Like its widely praised, best-selling predecessor, Pattern Theory: The Stochastic Analysis of Real-World Signals, Second Edition treats the mathematical tools, the models themselves, and the computational algorithms for applying statistics to analyze six representative classes of signals of increasing complexity. The book covers patterns in text, sound, and images.
New to theSecond Edition:
- A new chapter discussing Convolutional Neural Networks (CNN's) including the hierarchical structure of, and learning, with CNN's
-Additional topics, including flexible templates in medical applications, Gaussian models for texture synthesis, exponential models and their use.

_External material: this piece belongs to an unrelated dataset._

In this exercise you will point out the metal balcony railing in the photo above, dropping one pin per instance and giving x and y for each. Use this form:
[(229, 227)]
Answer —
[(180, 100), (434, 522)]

About the Author: David Mumford is a professor emeritus of applied mathematics at Brown University. His contributions to mathematics fundamentally changed algebraic geometry, including his development of geometric invariant theory and his study of the moduli space of curves. In addition, Dr. Mumford's work in computer vision and pattern theory introduced new mathematical tools andmodels from analysis and differential geometry. He has been the recipient of many prestigious awards, including U.S. National Medal of Science (2010), the Wolf Foundation Prize in Mathematics (2008), the Steele Prize for Mathematical Exposition (2007), the Shaw Prize in Mathematical Sciences (2006), a MacArthur Foundation Fellowship (1987-1992), and the Fields Medal (1974).
Agnès Desolneux is a researcher at CNRS/Université Paris Descartes. A former student of David Mumford's, she earned her Ph.D. in applied mathematics from CMLA, ENS Cachan. Dr. Desolneux's research interests include statistical image analysis, Gestalt theory, mathematical modeling of visual perception, and medical imaging.
Yann Gousseau is a professor at Telecom-ParisTech, Paris. His interests lie in the mathematical modeling of natural images, scaling laws and images, image indexing and contentbased retrieval and, texture analysis and synthesis.